The fifth chapter talks about the often found procedure of testing two drugs with a placebo and using the results to compare the efficiency of two drugs. Various statistical errors can creep in. These are thoroughly discussed. The sixth chapter talks about double dipping, i.e. using the same data to do exploratory analysis and hypothesis testing. It is the classic case of using in-sample statistics to extrapolate out-of-sample statistics. The author talks about arbitrary stopping rules that many researchers employ for cutting short an elaborate experiment when they find statistically significant findings at the initial stage. Instead of having a mindset which says, "I might have been lucky in the initial stage", the researchers over enthusiastically stops the experiment and reports truth inflated result. The seventh chapter talks about the dangers of dichotomizing continuous data. In many research papers, there is a tendency to divide the data in to two groups and run significance tests or ANOVA based tests, thus reducing the information available from the dataset.

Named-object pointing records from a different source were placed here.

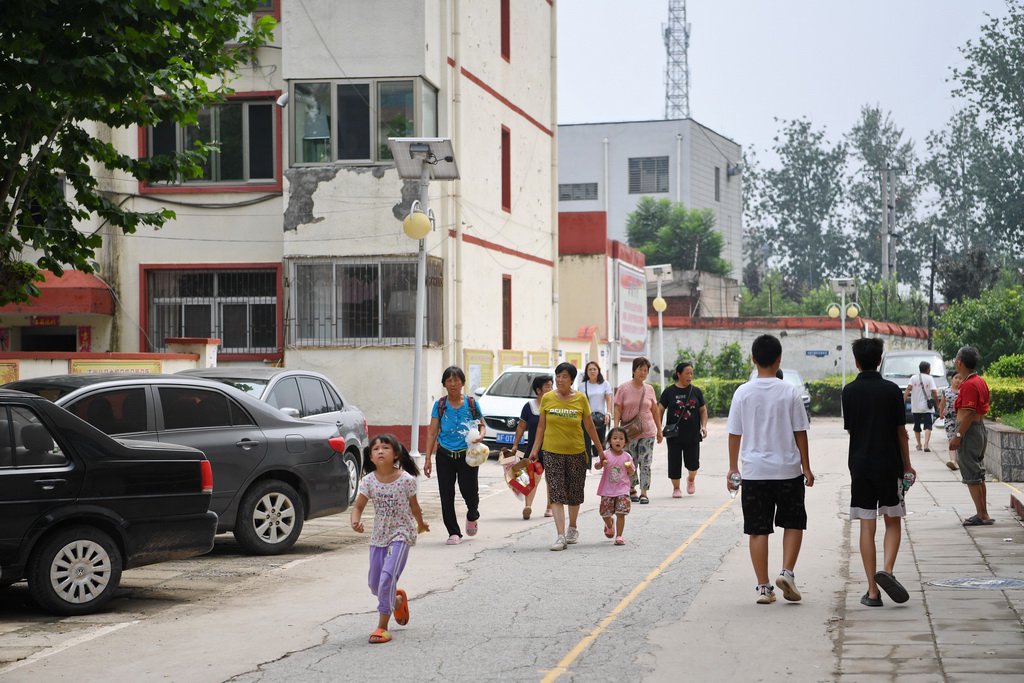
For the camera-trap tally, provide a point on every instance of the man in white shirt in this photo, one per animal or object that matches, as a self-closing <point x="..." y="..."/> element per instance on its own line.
<point x="921" y="390"/>
<point x="768" y="445"/>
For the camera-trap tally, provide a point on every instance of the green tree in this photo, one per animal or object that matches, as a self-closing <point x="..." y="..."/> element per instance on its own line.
<point x="991" y="81"/>
<point x="669" y="232"/>
<point x="67" y="68"/>
<point x="797" y="208"/>
<point x="954" y="171"/>
<point x="731" y="363"/>
<point x="993" y="323"/>
<point x="966" y="275"/>
<point x="877" y="143"/>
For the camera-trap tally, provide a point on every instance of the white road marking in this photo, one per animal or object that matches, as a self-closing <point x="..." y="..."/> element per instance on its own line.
<point x="84" y="638"/>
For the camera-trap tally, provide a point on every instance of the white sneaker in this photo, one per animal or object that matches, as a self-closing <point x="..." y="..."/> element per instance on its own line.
<point x="787" y="583"/>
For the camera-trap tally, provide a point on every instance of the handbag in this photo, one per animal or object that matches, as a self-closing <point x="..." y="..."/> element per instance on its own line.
<point x="929" y="401"/>
<point x="672" y="431"/>
<point x="634" y="426"/>
<point x="600" y="419"/>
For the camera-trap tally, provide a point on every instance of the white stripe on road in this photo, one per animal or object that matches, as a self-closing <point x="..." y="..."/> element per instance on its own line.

The author gives a few examples where dichotomization can lead to grave statistical errors.
The eighth chapter talks about basic errors that one does in doing regression analysis. The errors highlighted are
over reliance on stepwise regression methods like forward selection or backward elimination methods
confusing correlation and causation
confounding variables and Simpson’s paradox
The last few chapters gives general guidelines to improve research efforts, one of them being “reproducible research”.
Even though this book is a compilation of various statistical errors committed by researchers in various scientific fields, it can be read by anyone whose day job is data analysis and model building. In our age of data explosion, where there are far more people employed in analyzing data and who need not necessarily publish papers, this book would be useful to a wider audience. If one wants to go beyond the simple conceptual errors present in the book, one might have to seriously think about all the errors mentioned in the book and understand the math behind them.